Peştemalciler İçi’nde, Osmaniye Caddesi’ne cepheli, görkemli ve barındırdığı faaliyetler açısından kentin etkin hanlarından birisidir. Söz konusu hanın bulunduğu mahalle, İzmir’in ticaret hayatında önemli bir yeri olan, Kasap Hızır’dır.
Hanlar bölgesi olarak nitelendirilen yörede bulunan yapının ismine ilk olarak Evliya Çelebi’nin Seyahatnamesi’nde rastlanılmaktadır.
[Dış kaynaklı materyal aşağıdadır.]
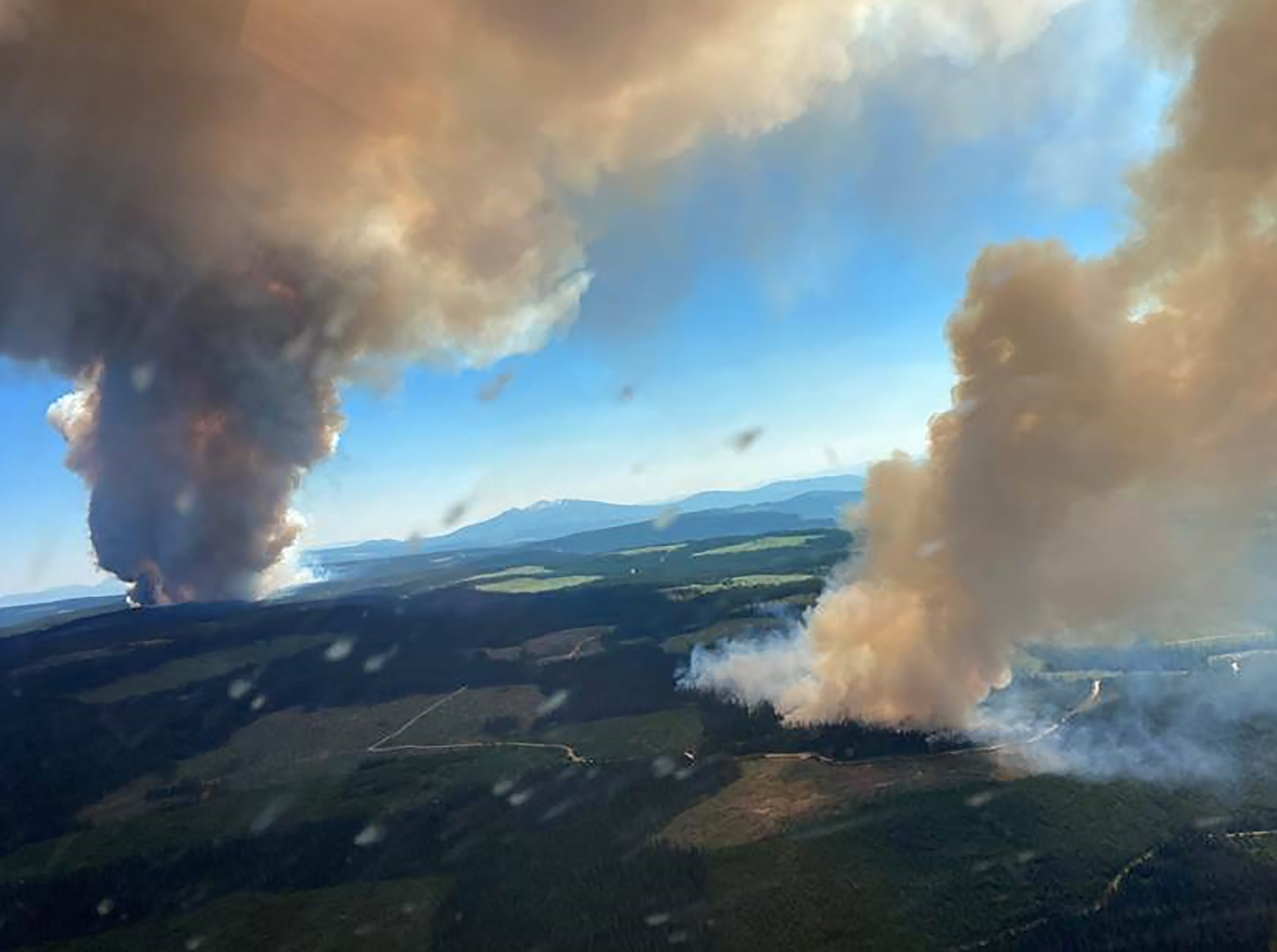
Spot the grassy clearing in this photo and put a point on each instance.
(721, 630)
(760, 545)
(685, 592)
(519, 571)
(557, 646)
(668, 733)
(525, 586)
(650, 550)
(468, 717)
(389, 915)
(939, 868)
(290, 747)
(202, 668)
(776, 794)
Ancak, bu yöredeki pek çok hanın Fazıl Ahmet Paşa’nın Girit Adası’nı fethinden sonra İzmir’e geldiği dönemde (1675 sonrası) yapıldığı bilinmektedir. Buna karşın Evliya Çelebi, 1671 yılında İzmir’e geldiği zaman Çukur Han’ın isminden bahseder. Su halde Çukur Han XVII. yüzyılın ikinci yarısında yapılmıştır.
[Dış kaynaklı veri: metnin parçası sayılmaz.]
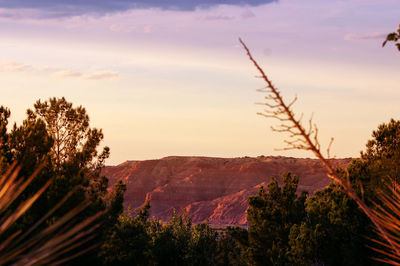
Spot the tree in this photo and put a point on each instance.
(385, 217)
(271, 215)
(58, 138)
(129, 243)
(393, 37)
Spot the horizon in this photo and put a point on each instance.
(164, 79)
(228, 158)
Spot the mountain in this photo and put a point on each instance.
(213, 189)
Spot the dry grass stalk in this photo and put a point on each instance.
(49, 245)
(306, 138)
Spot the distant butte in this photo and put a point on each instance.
(213, 189)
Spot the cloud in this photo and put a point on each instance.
(13, 67)
(57, 72)
(103, 75)
(67, 74)
(373, 36)
(218, 17)
(247, 14)
(65, 8)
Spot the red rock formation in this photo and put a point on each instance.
(213, 189)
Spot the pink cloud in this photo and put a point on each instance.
(68, 74)
(247, 14)
(218, 17)
(103, 75)
(372, 36)
(14, 67)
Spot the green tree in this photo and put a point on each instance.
(57, 138)
(271, 215)
(232, 246)
(129, 243)
(393, 37)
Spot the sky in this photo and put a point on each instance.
(164, 78)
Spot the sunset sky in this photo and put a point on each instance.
(169, 77)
13 Kasım 1737 (20 Receb 1150) tarihli vakfiye ye göre, İzmir’in meşhur Kâtip-oğulları ailesi ecdadından Moralı Hacı Hüseyin Ağa bin Abdurrahman Ağa bin Mehmet Ağa, mezkûr tarihlerde bu hanın sahibi idi. Mehmet Efendi bin Ahmet Efendi’nin kızı Hanide Hanım’a ait 1 Temmuz 1796 ( 25 Zilhicce 1210) tarihli vakfiyede, Hüseyin Beşe Han’ının bulunduğu mahalli tarif dolayısıyla adı geçtiğine göre, bu tarihte dahi mevcut bulunan bir bina idi. Diğer taraftan, Hicri 1308 (1890/ 91) tarihli “Aydın vilayetine mahsus Salname” de dahi adı geçmekte ve içinde “Üstad Gazetesi Matbaası” isimli bir Yahudi matbaasının bulunduğu kaydolunmaktadır.
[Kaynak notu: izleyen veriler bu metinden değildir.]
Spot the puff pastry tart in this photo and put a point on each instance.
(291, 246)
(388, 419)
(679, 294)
Hanın bulunduğu yöre XVIII. yüzyıl bası ve öncesinde İzmir’in hızlı ticari gelişiminde, dışarıdan gelen göçe bağımlı olarak, pek çok azınlığın ilk is yerini kurduğu alan olmuştur. Zira hanın yer aldığı yol, İzmir’e gelen kervan yollarının merkeze iniş hattıydı. Hatta XIX. yüzyıl ortalarına kadar belirli bir oranda merkez kullanımlarını barındırmıştı. Pamuk ve dokuma ürünlerine uzmanlaşmış ticari ve depolama merkezide bu yöredeydi. Su halde Çukur Han hala dokuma ürünleri üzerine olan işlevleri barındırıyordu. Bu temel fonksiyona ek olarak da zaman zaman farklı işlevlerin handa yer aldığı görülüyordu. Limanın yapımıyla ticaretin ve depolamanın kıyıya doğru kayması sonucu itibar kaybeden yörede kalan han, depolama faaliyetlerini içerdi. Buna rağmen eski bir kullanım alanı olması, handa ticari hizmetlerin kalmasını sağlamıştı ve bu nedenle, XIX. yüzyıl sonunda burada pek çok büro kullanımının yer aldığı bilinmektedir.
Çukur Han, çevresini kasıp kavuran 1922 yangınından hasarsız çıkmıştı. Ancak, 1914 yılında Basmahane Destinasyonu’ndan denize doğru İmalat ve İnsaat Şirketi’nce açılmaya başlanılan yolun (Fevzi Pasa Bulvarı) güzergâhına girmiştir. Birinci Dünya Savası nedeniyle duran çalışmaların Cumhuriyet sonrası yeniden gündeme gelmesiyle yıkılmıştır.